Doug Cutting wrote:
for (int i = 0; i < numResults; i++) {
   ids[i] = Long.parseLong((hits.doc(i)).get("messageID"));
}

This is not a recommended way to use Lucene. The intent is that you should only have to call Hits.doc() for documents that you actually display, usually around 10 per query. Is this still a bottleneck when you fetch a max of 10 or 20 documents?

I didn't test this case.

So I'd be interested to hear why you need 1500 hits. My guess is that you're doing post-processing of hits, then selecting 10 or so to actually display. If you can figure out a way to do this post processing without accessing the document object, i.e., through the query, a custom HitCollector, or the SearchBean, then this optimization is probably not needed.

We would dearly love to not have to post-process results returned from lucene. Unfortunately, we can't foresee a way to do this given the current architecture of our applications and Lucene. The issue is that we must both exclude search results based upon an external (to lucene) permission system and be able to sort results based upon criteria(s) that again can't be stored inside lucene (document rating is an example). Neither the permissions nor the external sort criteria(s) can be stored in lucene because they can impact too many documents when they change (1 permission change could require 'updating' a field in every document in the lucene store) or change too often (it's quite probable that a document rating will change every time a document is viewed for example).

The only way I foresee that we could internalize both of these factors into lucene is if it was possible to modify a document inside of lucene at basically no cost. Since that's not currently possible, we are stuck with retrieving all the documents from lucene and post-processing them. Even if updating a document was possible we might decide that it's just not worth it to store some document attributes in lucene from an overall performance perspective. There may of course be other possible solutions however we haven't yet thought of them

A 30% optimization to a slow algorithm is better than nothing, but it would be better yet to improve the algorithm. That said, this sort of improvement is not always trivial, and lots of people use Lucene in the way that you have, so it's still may be worth optimizing this.
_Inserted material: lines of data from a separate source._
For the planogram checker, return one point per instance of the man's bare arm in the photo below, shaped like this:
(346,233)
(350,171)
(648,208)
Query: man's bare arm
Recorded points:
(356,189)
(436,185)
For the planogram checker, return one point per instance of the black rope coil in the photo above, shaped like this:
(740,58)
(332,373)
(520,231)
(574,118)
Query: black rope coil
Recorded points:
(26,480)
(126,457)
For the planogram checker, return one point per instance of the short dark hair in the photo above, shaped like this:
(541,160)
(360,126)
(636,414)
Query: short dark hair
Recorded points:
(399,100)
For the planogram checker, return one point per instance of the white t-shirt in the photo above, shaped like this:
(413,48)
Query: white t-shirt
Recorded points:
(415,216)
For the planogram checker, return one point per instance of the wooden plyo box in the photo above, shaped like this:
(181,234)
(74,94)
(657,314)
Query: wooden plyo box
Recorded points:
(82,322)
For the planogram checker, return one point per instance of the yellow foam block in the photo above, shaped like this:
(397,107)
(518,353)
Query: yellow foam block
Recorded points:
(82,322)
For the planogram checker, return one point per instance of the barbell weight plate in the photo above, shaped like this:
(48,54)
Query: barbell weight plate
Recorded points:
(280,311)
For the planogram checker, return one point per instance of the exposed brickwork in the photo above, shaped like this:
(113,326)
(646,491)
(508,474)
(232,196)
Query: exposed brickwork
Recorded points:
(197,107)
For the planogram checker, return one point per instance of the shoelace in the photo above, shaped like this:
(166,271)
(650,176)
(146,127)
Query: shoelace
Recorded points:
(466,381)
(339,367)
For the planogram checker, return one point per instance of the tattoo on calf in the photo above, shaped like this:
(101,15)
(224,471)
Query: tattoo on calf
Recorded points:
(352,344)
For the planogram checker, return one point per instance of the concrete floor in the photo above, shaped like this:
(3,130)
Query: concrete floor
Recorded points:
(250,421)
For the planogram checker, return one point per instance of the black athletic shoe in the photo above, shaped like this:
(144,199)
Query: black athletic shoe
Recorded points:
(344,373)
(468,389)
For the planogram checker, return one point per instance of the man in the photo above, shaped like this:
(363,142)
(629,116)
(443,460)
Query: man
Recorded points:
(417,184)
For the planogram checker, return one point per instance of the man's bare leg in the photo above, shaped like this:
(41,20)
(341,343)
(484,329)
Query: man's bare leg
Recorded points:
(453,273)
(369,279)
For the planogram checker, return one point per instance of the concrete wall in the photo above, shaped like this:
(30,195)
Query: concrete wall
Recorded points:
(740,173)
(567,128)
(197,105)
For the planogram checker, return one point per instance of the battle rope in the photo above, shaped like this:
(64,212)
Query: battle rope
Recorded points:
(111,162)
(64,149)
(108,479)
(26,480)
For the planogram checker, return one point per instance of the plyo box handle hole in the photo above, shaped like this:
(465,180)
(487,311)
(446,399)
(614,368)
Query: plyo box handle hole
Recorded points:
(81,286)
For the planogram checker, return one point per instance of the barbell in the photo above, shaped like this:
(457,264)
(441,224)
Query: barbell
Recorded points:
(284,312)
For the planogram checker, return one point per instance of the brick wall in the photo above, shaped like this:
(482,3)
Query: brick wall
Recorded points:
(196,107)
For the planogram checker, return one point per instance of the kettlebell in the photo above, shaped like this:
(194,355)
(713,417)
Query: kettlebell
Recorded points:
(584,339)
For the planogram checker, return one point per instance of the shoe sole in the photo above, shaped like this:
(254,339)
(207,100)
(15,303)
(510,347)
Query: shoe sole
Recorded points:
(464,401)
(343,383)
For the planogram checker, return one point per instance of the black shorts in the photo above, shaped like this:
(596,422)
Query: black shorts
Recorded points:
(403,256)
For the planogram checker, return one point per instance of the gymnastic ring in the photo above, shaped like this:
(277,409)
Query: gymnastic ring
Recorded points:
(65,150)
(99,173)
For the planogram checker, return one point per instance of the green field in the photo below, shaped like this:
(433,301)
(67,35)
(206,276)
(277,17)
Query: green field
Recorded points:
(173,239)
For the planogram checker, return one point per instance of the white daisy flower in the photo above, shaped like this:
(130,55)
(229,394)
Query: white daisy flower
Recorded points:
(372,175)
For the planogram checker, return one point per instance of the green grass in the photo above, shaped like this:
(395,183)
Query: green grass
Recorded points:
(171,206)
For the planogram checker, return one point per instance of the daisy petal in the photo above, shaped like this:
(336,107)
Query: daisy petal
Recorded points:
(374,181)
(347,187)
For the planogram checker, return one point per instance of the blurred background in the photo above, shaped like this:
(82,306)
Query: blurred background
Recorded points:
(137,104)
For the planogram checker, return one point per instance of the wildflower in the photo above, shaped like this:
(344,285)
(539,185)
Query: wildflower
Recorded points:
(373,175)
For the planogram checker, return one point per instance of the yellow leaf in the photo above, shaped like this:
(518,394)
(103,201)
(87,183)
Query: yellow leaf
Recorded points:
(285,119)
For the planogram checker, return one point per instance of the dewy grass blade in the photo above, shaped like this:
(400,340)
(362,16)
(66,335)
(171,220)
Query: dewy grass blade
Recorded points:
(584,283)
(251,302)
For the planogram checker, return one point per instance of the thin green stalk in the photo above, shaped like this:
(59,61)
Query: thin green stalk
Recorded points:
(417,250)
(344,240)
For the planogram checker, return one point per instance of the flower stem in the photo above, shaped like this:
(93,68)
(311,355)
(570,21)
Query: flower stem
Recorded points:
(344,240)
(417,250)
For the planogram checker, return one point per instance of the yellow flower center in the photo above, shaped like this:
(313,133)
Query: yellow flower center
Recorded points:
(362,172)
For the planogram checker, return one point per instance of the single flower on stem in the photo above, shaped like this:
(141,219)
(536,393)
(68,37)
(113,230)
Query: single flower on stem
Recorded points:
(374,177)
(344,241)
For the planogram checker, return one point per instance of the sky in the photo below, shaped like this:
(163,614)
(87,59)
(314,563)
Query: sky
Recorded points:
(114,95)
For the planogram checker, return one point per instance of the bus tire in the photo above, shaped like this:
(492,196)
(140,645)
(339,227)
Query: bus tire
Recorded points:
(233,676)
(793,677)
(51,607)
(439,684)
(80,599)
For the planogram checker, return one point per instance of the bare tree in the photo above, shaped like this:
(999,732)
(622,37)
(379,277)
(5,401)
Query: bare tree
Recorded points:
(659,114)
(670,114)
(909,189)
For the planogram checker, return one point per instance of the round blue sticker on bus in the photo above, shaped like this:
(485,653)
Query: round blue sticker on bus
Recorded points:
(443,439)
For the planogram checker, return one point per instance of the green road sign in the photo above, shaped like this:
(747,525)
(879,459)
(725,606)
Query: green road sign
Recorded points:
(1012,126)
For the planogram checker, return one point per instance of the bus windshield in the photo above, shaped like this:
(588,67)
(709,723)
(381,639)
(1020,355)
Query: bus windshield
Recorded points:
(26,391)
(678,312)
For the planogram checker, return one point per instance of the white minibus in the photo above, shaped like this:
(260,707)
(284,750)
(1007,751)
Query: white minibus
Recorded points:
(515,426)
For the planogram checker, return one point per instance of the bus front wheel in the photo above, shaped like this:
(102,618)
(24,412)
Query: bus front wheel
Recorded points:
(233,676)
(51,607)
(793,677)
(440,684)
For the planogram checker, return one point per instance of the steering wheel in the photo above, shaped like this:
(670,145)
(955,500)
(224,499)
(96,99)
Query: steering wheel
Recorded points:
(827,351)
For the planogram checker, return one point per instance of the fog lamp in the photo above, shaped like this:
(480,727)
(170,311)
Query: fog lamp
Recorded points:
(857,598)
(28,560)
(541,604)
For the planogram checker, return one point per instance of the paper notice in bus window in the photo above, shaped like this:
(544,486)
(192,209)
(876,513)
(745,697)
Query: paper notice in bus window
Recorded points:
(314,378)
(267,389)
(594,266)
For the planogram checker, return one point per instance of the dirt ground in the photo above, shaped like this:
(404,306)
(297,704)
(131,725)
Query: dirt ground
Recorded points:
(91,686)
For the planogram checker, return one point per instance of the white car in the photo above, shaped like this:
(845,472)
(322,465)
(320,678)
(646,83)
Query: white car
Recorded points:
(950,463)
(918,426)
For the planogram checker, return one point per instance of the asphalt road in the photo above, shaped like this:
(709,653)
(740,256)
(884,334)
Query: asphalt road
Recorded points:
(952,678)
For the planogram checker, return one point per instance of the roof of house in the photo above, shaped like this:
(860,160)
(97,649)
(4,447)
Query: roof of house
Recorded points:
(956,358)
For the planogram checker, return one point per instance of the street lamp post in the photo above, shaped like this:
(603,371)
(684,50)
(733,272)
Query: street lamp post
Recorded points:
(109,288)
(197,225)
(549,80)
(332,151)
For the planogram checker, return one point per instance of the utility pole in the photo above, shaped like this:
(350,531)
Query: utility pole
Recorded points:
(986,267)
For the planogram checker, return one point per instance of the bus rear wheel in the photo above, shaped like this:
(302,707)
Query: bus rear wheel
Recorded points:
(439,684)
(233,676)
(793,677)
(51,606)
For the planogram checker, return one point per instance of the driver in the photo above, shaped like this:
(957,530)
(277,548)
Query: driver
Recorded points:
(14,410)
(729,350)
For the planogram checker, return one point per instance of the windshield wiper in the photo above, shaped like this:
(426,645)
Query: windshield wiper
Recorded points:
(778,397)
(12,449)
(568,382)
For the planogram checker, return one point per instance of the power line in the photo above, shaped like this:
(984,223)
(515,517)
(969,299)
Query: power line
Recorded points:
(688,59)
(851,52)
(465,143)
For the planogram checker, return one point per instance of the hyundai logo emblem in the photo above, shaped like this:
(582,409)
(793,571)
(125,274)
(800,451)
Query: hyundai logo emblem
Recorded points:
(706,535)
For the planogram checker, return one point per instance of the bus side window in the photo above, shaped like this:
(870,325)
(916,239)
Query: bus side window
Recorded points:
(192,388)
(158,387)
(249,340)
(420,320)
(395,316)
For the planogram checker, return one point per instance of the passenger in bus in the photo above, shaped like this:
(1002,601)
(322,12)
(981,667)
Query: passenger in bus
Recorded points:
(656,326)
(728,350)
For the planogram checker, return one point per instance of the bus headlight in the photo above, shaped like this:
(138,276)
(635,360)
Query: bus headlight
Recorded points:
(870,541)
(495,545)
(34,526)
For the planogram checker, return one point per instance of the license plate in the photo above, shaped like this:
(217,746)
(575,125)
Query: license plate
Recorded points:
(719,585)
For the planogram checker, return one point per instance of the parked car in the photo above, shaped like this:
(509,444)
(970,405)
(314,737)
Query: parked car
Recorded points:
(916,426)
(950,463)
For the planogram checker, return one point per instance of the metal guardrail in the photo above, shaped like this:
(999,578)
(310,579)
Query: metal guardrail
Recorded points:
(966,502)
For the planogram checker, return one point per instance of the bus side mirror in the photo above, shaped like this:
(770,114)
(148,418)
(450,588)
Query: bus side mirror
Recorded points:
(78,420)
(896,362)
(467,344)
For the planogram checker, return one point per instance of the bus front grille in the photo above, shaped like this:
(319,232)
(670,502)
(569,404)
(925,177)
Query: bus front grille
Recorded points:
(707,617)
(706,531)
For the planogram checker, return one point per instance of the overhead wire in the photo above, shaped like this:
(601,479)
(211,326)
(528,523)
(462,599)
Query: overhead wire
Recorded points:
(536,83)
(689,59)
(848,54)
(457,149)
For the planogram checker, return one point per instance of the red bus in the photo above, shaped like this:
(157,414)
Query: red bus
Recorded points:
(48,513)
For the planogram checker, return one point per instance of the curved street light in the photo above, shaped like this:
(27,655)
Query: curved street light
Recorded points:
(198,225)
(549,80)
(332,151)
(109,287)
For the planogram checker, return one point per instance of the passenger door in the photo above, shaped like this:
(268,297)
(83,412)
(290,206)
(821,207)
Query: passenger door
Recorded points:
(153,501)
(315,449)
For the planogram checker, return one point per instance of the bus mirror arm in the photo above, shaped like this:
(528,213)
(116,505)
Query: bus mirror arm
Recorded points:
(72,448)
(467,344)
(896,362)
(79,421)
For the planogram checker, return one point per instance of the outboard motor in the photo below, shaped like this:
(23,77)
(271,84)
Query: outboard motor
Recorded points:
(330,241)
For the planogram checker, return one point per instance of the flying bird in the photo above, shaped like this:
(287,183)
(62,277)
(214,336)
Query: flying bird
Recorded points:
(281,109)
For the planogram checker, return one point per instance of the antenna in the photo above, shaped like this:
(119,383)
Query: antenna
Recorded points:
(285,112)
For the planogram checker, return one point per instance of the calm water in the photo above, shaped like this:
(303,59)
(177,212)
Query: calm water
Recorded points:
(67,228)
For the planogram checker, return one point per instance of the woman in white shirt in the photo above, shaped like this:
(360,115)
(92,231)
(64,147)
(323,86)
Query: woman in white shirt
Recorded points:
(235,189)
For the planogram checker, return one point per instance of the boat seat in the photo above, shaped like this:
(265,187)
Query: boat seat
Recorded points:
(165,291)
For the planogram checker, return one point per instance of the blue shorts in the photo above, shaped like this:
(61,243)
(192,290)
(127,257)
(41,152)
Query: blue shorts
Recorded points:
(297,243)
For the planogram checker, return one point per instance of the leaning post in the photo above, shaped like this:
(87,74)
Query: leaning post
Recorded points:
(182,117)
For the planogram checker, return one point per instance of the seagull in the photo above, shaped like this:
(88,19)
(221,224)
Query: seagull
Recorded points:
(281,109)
30% on my machine - I think it's likely to be quite a bit faster when the lucene files are stripped across multiple disks. I can't test that assumption though as I don't have the hardware available. I believe the speedup is beneficial in almost all situations and the cost associated with the optimization is quite minimal, especially when compared to the alternative (slow searches under heavy load or more memory usage/file descriptors through multiple readers).